Get a closer look at the platform built for commercial contractors.

Procurement shouldn’t feel like a high-stakes game of telephone.

Commercial contractors today are facing problems that weren't even on the radar thirty years ago. You don't need tools that are stuck in the past. You need a platform that can keep up with the pace of modern work.

That's what BuildOps’ latest purchasing update was built to solve. Subcontract POs, Commitment Change Orders, AP retainage, customizable vendor-ready PDFs, and fine-grained permissions now live in one connected workflow — keeping committed costs current, documents tied to live project data, and every change more structured, auditable, and ready for OpsAI.

Subcontracts that act like subcontracts

A subcontract is not just a material PO with better manners.
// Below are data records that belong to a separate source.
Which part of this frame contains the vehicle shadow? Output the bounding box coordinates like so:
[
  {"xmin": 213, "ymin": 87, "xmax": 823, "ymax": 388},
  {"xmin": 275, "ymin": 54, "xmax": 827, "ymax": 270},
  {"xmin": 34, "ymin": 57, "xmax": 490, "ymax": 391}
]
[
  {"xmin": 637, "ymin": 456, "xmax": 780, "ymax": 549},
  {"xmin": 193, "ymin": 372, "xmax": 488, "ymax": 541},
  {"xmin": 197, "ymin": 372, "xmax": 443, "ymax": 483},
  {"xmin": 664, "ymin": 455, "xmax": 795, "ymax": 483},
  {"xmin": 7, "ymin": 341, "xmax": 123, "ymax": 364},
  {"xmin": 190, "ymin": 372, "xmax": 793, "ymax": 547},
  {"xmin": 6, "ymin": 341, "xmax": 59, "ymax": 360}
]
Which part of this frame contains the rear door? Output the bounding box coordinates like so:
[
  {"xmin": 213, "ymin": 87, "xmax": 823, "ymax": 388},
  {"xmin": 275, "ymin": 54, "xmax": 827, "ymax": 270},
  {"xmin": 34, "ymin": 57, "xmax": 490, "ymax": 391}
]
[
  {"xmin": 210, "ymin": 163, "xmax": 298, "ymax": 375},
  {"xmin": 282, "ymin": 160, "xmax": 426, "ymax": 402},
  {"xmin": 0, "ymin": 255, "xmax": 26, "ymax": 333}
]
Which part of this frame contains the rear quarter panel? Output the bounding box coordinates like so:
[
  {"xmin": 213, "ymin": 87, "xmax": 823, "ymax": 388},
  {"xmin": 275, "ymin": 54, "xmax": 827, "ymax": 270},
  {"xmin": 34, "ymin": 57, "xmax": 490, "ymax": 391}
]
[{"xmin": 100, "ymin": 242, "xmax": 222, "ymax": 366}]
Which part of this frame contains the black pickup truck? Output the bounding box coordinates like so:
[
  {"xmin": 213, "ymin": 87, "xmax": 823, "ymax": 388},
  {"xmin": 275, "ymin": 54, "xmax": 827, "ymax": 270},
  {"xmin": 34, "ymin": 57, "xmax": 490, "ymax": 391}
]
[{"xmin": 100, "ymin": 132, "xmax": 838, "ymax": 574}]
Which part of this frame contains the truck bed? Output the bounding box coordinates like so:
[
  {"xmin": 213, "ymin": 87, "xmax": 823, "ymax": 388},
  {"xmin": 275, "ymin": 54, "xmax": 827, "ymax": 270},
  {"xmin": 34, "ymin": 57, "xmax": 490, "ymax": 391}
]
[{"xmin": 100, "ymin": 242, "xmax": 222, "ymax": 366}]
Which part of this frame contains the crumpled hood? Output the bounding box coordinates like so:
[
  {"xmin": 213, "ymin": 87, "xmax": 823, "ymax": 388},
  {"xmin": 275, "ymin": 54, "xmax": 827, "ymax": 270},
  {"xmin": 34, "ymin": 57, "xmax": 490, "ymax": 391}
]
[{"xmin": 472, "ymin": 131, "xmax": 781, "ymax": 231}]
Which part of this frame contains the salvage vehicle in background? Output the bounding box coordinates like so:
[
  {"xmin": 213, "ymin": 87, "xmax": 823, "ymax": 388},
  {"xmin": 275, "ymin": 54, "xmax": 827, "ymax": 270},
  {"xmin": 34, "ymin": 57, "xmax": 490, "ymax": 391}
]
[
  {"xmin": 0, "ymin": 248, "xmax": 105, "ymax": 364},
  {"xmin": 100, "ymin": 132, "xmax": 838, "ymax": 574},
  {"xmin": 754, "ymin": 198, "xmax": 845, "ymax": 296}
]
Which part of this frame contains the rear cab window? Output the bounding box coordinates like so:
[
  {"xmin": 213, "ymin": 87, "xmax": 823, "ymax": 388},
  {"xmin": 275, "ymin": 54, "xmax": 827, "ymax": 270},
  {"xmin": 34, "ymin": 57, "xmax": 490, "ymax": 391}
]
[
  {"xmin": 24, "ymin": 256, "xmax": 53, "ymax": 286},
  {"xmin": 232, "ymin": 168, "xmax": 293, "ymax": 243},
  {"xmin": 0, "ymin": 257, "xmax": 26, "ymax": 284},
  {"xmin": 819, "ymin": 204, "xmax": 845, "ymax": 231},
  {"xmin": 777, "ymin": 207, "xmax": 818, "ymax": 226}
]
BuildOps gives subcontract commitments their own workflow, so teams can stop forcing subcontract details into patched-together PO processes.

That means structure where it actually matters: schedule of values, retainage, milestone billing, change control, and signed subcontract records tied back to the project. Instead of splitting that information across a PO, a spreadsheet, and a side document, teams can manage it in one place and keep committed costs current as billing moves.

Commitment changes with a real trail

When scope changes, committed costs should change with it. Commitment Change Orders replace ad hoc edits with a formal change workflow for purchase orders and subcontracts.

Teams can track the original commitment, approved changes, and updated committed amount in one place, with line-level edits, new line items, reasons for change, and supporting documentation all tied to the record. That gives project and finance teams a cleaner audit trail and a much better shot at catching margin drift before month-end.

Retainage without the spreadsheet

BuildOps now manages AP retainage inside the billing workflow. Instead of calculating holdback by hand and tracking release timing in a separate file, teams can withhold, track, and release retainage directly on subcontractor bills.

Held amounts, release events, and balances stay tied to the subcontract, the bill, and the project, with Intacct support built into the workflow. Less spreadsheet cleanup, less reconciliation risk, and better visibility into what is still owed.

Documents that don’t turn into side work

Teams can generate branded PO and subcontract PDFs directly in BuildOps with smart fields, custom layouts, logos, and multiple templates for different document types.

Admins can set defaults, users can preview and make minor edits before sending, and PDFs stay tied to live project data instead of drifting into disconnected files. The result is less manual formatting, fewer document errors, and vendor-facing paperwork that actually looks like it came from a serious operation.

Permissions that keep control tight

BuildOps also adds fine-grained permissions across purchase orders, subcontracts, and Commitment Change Orders. Admins can control who can view, create, edit, approve, void, export, email, and manage attachments.

That means teams can move faster without giving up control over sensitive procurement actions.

Why it matters

Every commitment, change order, retainage release, document event, and permissioned action now stays structured, auditable, and connected inside the platform. That keeps the workflow cleaner today and gives OpsAI better context to surface what matters tomorrow — from billing gaps to document context to cost changes that should not get buried until month-end.

And that matters because the way contractors buy, bill, and manage risk today is a lot more complex than it was 30 years ago. Modern projects move faster, involve more stakeholders, and leave less room for lag between the field, office, and accounting. Contractors need purchasing tools built for that pace — not generic workflows built for somebody else.